= Dorothy Meigs Eidlitz =

American photographer and patron of the arts

Dorothy Meigs Eidlitz (1891–1976) was an American photographer, arts patron and women's rights advocate.

== Early life ==
She attended Vassar College, graduating in 1914. In 1915, as a result of a study she had done for the Juvenile Protection Association of Philadelphia, a division specifically for women and girls was established in the Philadelphia court. Eidlitz did graduate work at the University of Pennsylvania and at Columbia University. She became a member of the American Academy of Political Science and the Academy of Political and Social Sciences. She lived in Japan for a time, and was the president of the Kobe Women's Club. While president, she worked to lessen the suicide rate among young girls in Kobe.

For over 35 years, she was a summer resident of St. Andrew, New Brunswick. She was married to Ernest Frederick Eidlitz.

Her personal papers are held in the American Heritage Center at the University of Wyoming.

== Photography ==
Eidlitz began her creative career as an amateur photographer, but would go on to exhibit her photographs professionally. In 1960 she was included in the exhibition Photography in the Fine Arts II at the Houston Museum of Fine Arts.

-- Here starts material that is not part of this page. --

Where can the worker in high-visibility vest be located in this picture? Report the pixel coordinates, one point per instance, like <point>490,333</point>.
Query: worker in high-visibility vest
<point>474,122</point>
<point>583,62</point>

Eidlitz was a fellow of the Royal Photographic Society of Great Britain and the Photographic Society of America. Her work is included in the collection of the National Gallery of Canada and in the Brooklyn Museum.

== Arts patronage ==
Eidlitz founded a center for artists in St. Andrews, New Brunswick named the Sunbury Shores Arts and Nature Centre. The intention of the center was to connect artists with nature in a retreat setting. She was also an art collector. During her life and after her death, she donated works to museum collections, sometimes under the name of her eponymous foundation.

== Personal life ==
Dorothy Meigs was married to Ernest F. Eidlitz (died 1959), a building trade counselor in Riverdale, N.Y. Together they had three daughters.

She died in her home at Winter Park, Florida, on October 26, 1976.